„Danke Schiri“: Fußballkreis ehrt Castiglione und Spark

„Danke Schiri“: Der Kreisvorsitzende Erich Meenken (l.) und Kreisschiedsrichterobmann Harald Theile (v.r.) zeichneten Marco Castiglione und Heiner Spark aus. Foto: Fussballkreis

Landkreis – Schiedsrichter stehen nach kniffligen Entscheidungen oft in der Kritik. Und immer wieder gibt es Meldungen von gewalttätigen Übergriffen auf Referees. Doch was wäre der Fußball ohne den 23. Mann oder die 23. Frau? Um das Amt der Unparteiischen in der Gesellschaft zu würdigen, sagt der Deutsche Fußball-Bund (DFB) auch in dieser Saison wieder „Danke Schiri“.

Im Rahmen dieser Aktion waren alle Fußballkreise aufgerufen, je einen Schiedsrichter unter und über 50 Jahren (U 50 und Ü 50) sowie eine Schiedsrichterin zu benennen, die sich um das Schiedsrichterwesen im Jahr 2019 besonders verdient gemacht haben. Im Fußballkreis Oldenburg-Land/Delmenhorst fiel die Wahl diesmal auf Marco Castiglione (U 50) und Heiner Spark (Ü 50). Der Kreisvorsitzende Erich Meenken und Kreisschiedsrichterobmann Harald Theile überreichten dem Duo im Rahmen einer kleinen Feierstunde die vom DFB ausgestellten Urkunden sowie je eine Schiedsrichterpfeife.

Eine Schiedsrichterin zeichnete der NFV-Kreis „mangels Auswahl“ diesmal nicht aus. „Die auch höherklassig aktiven Schiedsrichterinnen Mona Böhm und Nicole Kluth waren bereits in den beiden Vorjahren geehrt worden“, erläuterte Theile.
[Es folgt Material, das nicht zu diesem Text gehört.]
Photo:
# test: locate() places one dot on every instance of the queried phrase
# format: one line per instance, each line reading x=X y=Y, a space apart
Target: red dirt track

Marco Castiglione (41) ist Gymnasiallehrer und kam erst sehr spät zur Schiedsrichterei (2016). Der Fußballabteilungsleiter des TV Jahn Delmenhorst trainiert die zweite A-Jugend seines Vereins und ist selbst noch in der vierten Herren und bei den Oldies aktiv. Er leitet regelmäßig Spiele bis zur 3. Kreisklasse. Castiglione engagiere sich bei der Nachwuchswerbung und organisiere für die vereinseigenen Schiedsrichter Fahrdienste, um ihnen die Lehrabendbesuche zu ermöglichen, heißt es in Theiles Würdigung.

Heiner Spark sei mit seinen 79 Jahren schon ein alter „Haudegen“ und gehört zu den drei ältesten noch aktiven „Pfeifenmännern“ im Kreis. Auch nach 58 Jahren als „Schwarzkittel“ pfeift Spark monatlich immer noch bis zu sieben Partien bis zur 3. Kreisklasse. Der Referee vom SV Tungeln stehe immer „Gewehr bei Fuß“, wenn bei Ausfällen kurzfristig adäquater Ersatz gesucht wird, lobt Theile. Von 1979 bis 1995 fungierte Spark als Obmann des alten Fußballkreises Oldenburg-Land und von 1993 bis 2015 als Vorsitzender des Kreissportgerichts. Darüber hinaus war er von 1980 bis 2016 als Schiedsrichterbeobachter auf Verbands- und Bezirksebene tätig.

Die Kreissieger Castiglione und Spark wurden an den Fußballbezirk Weser-Ems gemeldet, der wiederum in jeder Kategorie einen Bezirkssieger benennt. Inzwischen wurde bekannt, dass Heiner Spark auch zum Ü 50-Bezirkssieger gekürt wurde und nun zu der Ehrungsveranstaltung des Niedersächsischen Fußballverbandes (NFV) am 22. Februar nach Hannover eingeladen worden ist. Der Verbandssieger nimmt am 19. Mai an der Ehrung auf Bundesebene in Frankfurt teil.